Comme une accueillante vaseline

Ici, là-bas, ailleurs, elle dort – triste à mort – accablée d’ennui, méchante dans son silence. Telle une rate, affreuse dans sa cage de laboratoire, la tête en sang de se cogner aux limites. Il lui faut détordre les fils, ce à quoi elle s’astreint durant sept jours. Puis, la nuit, le ciel était violet et cela l’a réveillée de bonne humeur – sensible aux amoureux, aux solitaires, aux hommes ralentis, aux femmes assises, aux marronniers en fleurs et à la tour antique.

Ici, là-bas, ailleurs, elle troue le monde, lui adjoint des fenêtres par où aspirer l’air et la vie. Se souvenir de Venise lui est brutal. Elle ignore pourquoi et elle se couche sur le ventre, redevenue enfant, en suçant son pouce.

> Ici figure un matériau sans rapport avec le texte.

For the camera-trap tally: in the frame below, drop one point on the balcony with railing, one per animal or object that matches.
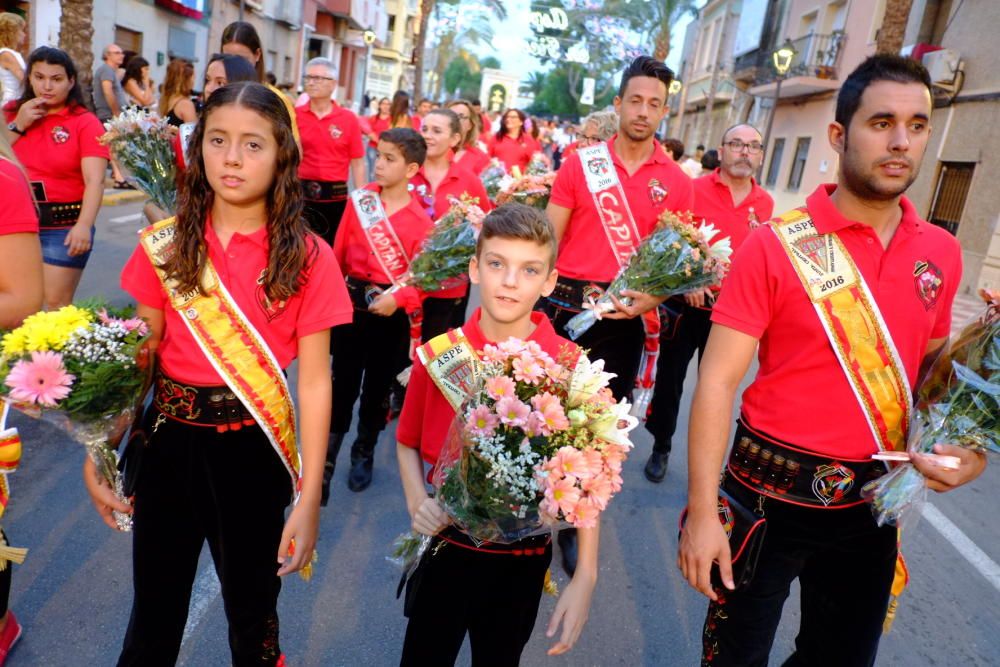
(814, 67)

Ici, là-bas, ailleurs, une pulsion…Catapulter sa propre tête, qu’elle éprouve le détraqué, le vif et l’angineux ! Relire de belles histoires (le sel de la vie). Caresser les valérianes qu’affaisse l’averse – elle, la langue hors de la bouche, dans le flou.

Ici, là-bas, ailleurs, un grand échalas sans âge aux cheveux blancs et lunettes noires, fidèle compagnon depuis quatre décennies ; hier, un envoi depuis les terres catalanes, de graines sacrées ; demain, l’espérance.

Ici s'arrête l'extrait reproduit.